Por último, cabe perguntar: que efeito a interferência de Cameron terá sobre a opinião pública? O impacto dos artistas sobre causas polêmicas tem variado ao longo do tempo. Pode-se dizer que o marco inicial é o escritor francês Émile Zola, que no século 19 levantou a bandeira do militar judeu Alfred Dreyfus, perseguido num exército de cúpula anti-semita. Ao longo do século 20, as opiniões dos escritores sempre foram ouvidas nos grandes debates mundiais, e a figura emblemática dessa geração é o autor americano Norman Mailer. Apesar de não serem especialistas em nada, eram considerados "humanistas" que mereciam ser ouvidos. Com a chamada "era das celebridades", os cantores pop também começaram a palpitar sobre política. É emblemática dessa geração a figura do Beatle John Lennon, com sua militância pacifista nos anos 70 (Give Peace a Chance, "Dê Uma Chance à Paz", é uma de suas canções mais famosas). A militância dos artistas - ao lado de um jornalismo cada vez mais livre para mostrar imagens chocantes na televisão - ajudaram a minar o discurso que defendia a invasão americana no Vietnã.
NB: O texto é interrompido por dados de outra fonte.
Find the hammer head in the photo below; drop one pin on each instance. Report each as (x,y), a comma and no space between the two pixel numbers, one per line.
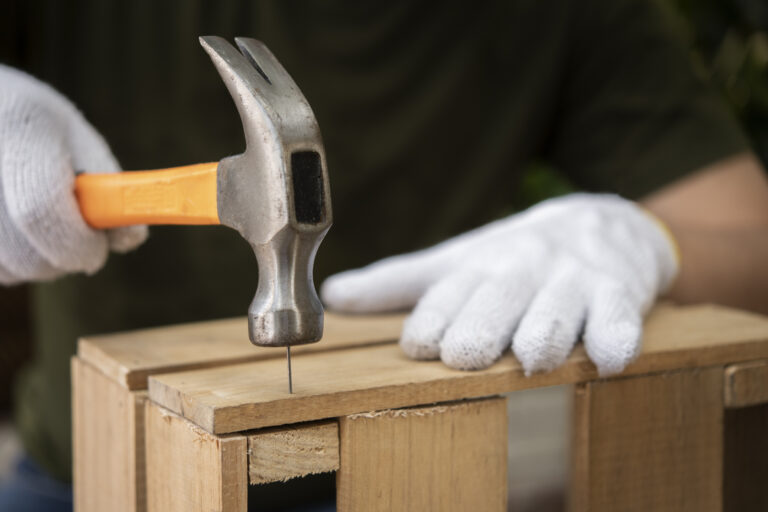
(276,194)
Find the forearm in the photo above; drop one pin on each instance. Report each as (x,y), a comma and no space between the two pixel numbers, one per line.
(724,266)
(719,219)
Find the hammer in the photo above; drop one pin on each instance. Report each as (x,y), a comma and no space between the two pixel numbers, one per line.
(276,194)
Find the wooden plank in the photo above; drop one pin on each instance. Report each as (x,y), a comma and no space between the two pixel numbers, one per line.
(651,443)
(190,470)
(746,384)
(255,395)
(447,457)
(130,357)
(108,443)
(279,454)
(745,468)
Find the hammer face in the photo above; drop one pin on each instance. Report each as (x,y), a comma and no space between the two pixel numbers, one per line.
(276,194)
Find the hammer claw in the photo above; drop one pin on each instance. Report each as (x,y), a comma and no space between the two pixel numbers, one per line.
(264,62)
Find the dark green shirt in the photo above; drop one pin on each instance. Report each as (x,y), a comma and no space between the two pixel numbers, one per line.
(430,112)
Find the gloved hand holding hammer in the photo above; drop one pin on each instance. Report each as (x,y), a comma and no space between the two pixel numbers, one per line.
(43,140)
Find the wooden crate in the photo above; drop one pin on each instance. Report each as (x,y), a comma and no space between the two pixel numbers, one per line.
(185,417)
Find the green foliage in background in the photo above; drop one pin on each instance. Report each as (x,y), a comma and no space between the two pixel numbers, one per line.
(729,41)
(730,38)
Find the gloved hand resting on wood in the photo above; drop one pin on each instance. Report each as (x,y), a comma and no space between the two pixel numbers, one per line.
(43,140)
(580,264)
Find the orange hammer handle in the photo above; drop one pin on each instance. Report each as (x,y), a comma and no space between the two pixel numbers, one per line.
(180,195)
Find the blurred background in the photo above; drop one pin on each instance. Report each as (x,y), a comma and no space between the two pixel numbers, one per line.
(729,41)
TODO MUNDO OPINA SOBRE TUDO
Hoje, a opinião de "humanistas" e artistas do extrato pop é bem menos levada em conta. Cada vez mais crítica, objetiva, cética e bem-informada, a opinião pública prefere os discursos embasados em dados concretos, exaustivamente pesquisados - principalmente nos Estados Unidos, onde são os acadêmicos os agentes culturais mais influentes. Dá-se de barato que artistas que abraçam causas o fazem principalmente pela emoção, como aliás o próprio Cameron assume. A opinião deles é importante, mas não tanto mais do que a de qualquer um de nós - especialmente numa era em que, com a internet e seus blogs, todo mundo opina sobre tudo. Não deixa de ter, no entanto, um efeito. Talvez sem saber, Cameron tocou numa ferida ainda aberta. Após sua partida no final do mês, Belo Monte voltou a ocupar o noticiário com destaque e pontos obscuros sobre a construção da usina foram investigados. A jornalista Míriam Leitão, por exemplo, revelou no diário O Globo ofícios e despachos que mostram que o governo pressionou o Instituto Brasileiro do Meio Ambiente e dos Recursos Nacionais Renováveis, o Ibama, para que este desse um laudo positivo sobre Belo Monte. De acordo com a jornalista, as pressões provocaram inclusive a substituição da cúpula da organização, que tendia a criticar o projeto da usina. Prova de que, numa democracia, polêmicas sempre são saudáveis e trazem à luz fatos que ajudam na tomada de decisões. E tais discussões são vitaminadas quando o polemista é um arrasa-quarteirão como James Cameron.